Number Seven: DJ K – Radio Libertadora!

Sensory overload is the operative word for the music of São Paulo producer Kaique Vieira, also known as DJ K. Pioneering his own genre of "bruxaria" (witchcraft), Vieira piles a tumult of sirens, explosive bass tones and screamed lyrics on top of the longstanding Brazilian genre of baile funk. This captures the energetic sound of neighborhood block parties. On his second album, Radio Libertadora!, Vieira cranks up the intensity, throwing in everything from four-on-the-floor techno beats to the sound of the Islamic call to prayer into his unruly bruxaria mix. The result is a notably hyperactive and deafeningly intense 40-minute sonic journey. Surrender to the noise and Vieira's bold productions become oddly liberating.

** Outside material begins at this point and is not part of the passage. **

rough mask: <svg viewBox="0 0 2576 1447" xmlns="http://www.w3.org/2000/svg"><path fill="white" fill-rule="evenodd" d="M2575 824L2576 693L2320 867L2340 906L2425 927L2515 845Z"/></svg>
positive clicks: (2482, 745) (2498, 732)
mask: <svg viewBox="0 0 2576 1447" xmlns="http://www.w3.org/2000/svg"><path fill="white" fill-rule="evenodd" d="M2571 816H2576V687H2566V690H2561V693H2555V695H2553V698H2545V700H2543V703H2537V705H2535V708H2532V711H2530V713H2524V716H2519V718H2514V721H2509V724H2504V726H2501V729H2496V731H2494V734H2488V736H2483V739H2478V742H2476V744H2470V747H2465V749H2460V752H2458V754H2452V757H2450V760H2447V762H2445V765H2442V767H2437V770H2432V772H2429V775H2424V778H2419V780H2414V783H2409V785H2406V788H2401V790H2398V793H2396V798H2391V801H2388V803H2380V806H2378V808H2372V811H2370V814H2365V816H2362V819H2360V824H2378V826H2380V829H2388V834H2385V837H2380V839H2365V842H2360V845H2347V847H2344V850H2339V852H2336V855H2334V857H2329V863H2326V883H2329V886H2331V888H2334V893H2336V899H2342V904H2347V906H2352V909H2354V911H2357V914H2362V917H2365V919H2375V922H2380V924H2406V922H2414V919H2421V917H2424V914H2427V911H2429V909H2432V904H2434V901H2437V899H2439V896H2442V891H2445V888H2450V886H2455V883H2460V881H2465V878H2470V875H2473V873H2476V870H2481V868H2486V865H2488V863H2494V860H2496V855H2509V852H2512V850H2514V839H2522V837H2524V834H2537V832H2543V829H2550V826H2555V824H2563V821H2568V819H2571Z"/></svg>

Number Six: The Singer Mohinder Kaur Bhamra – Disco Punjabi

Religious vocalist Mohinder Kaur Bhamra's record from 1982 of disco beats and traditional Punjabi tunes is a reissued masterpiece. Produced by her son, music producer Kuljit Bhamra, Punjabi Disco's ten tracks present an unusually engaging blend of the synthetic sound of 1980s synthesisers and drum machines with her ornate Indian classical singing style. Drum machine patterns echoes the wavelike tones of the traditional drums, while synthesiser melody replicates the traditional sound of the reed organ on tracks such as Pyar Mainu Kar. Elsewhere, Latin-inflected grooves comes to the fore on Soniya Mukh Tera, and Nainan Da Pyar De Gaya features a up-tempo funky bass rhythm. It's a party blend created more than ten years before the rise of Asian Underground music.

5. Enji – Resonance

From Mongolia singer Enji's gentle fourth album, Sonor, develops her jazz-inflected sound to present some of her broadest music to date. Moving away from her training in traditional Mongolian "long song" singing, the record's selection of pieces travel from the gentle jazz-pop melodics of slow-burning number Ulbar to the German spoken-word lyrics and twanging guitar lines of Unadag Dugui. The album also includes a sprightly, funk-tinged cover of the 80s Mongolian pop hit Eejiinhee Hairaar. Utilizing a live band rather than her usual setup of guitar and bass, Sonor's sound remains personal, drawing the listener into the warm soundscape of her singular voice.

4. Derya Yıldırım & Grup Şimşek – Yarın Yoksa

Drawing on the psychedelic tradition of Anatolian rock pioneered by groups such as Moğollar, German-Turkish singer Derya Yıldırım's new album alongside her group merges the metallic twang of the amplified traditional lute with dreamy Mellotron and classic soul melodies. It's a 1970s throwback sound anchored in Yıldırım's commanding high register and shaped by producer Leon Michels' analogue tape aesthetic. But, on classic Turkish songs such as the folk tune Hop Bico and 1960s song Ceylan, the group finds dynamic new territory. They create slinking, slow-burning grooves and powerful vocals that give a new, quirky spin to the Turkish psych sound.

Number Three: Lido Pimienta – The Beauty

Catholic requiem mass music, Czech harpsichord folksong and orchestral strings merge on Colombian singer Lido Pimienta's remarkable fourth album. Arranging music for the 60-piece Medellín Philharmonic Orchestra, Pimienta and producer Owen Pallett traverse a vast range including the liturgical vocals of opener Overturn (Obertura de la Luz Eterna) to the theatrical interweaving lines of Aún Te Quiero and the syncopated dembow rhythms of the woodwind-heavy El Dembow del Tiempo. Yet, it is Pim

Scott Nunez
Scott Nunez

A seasoned casino enthusiast with over a decade of experience in slot gaming and strategy development.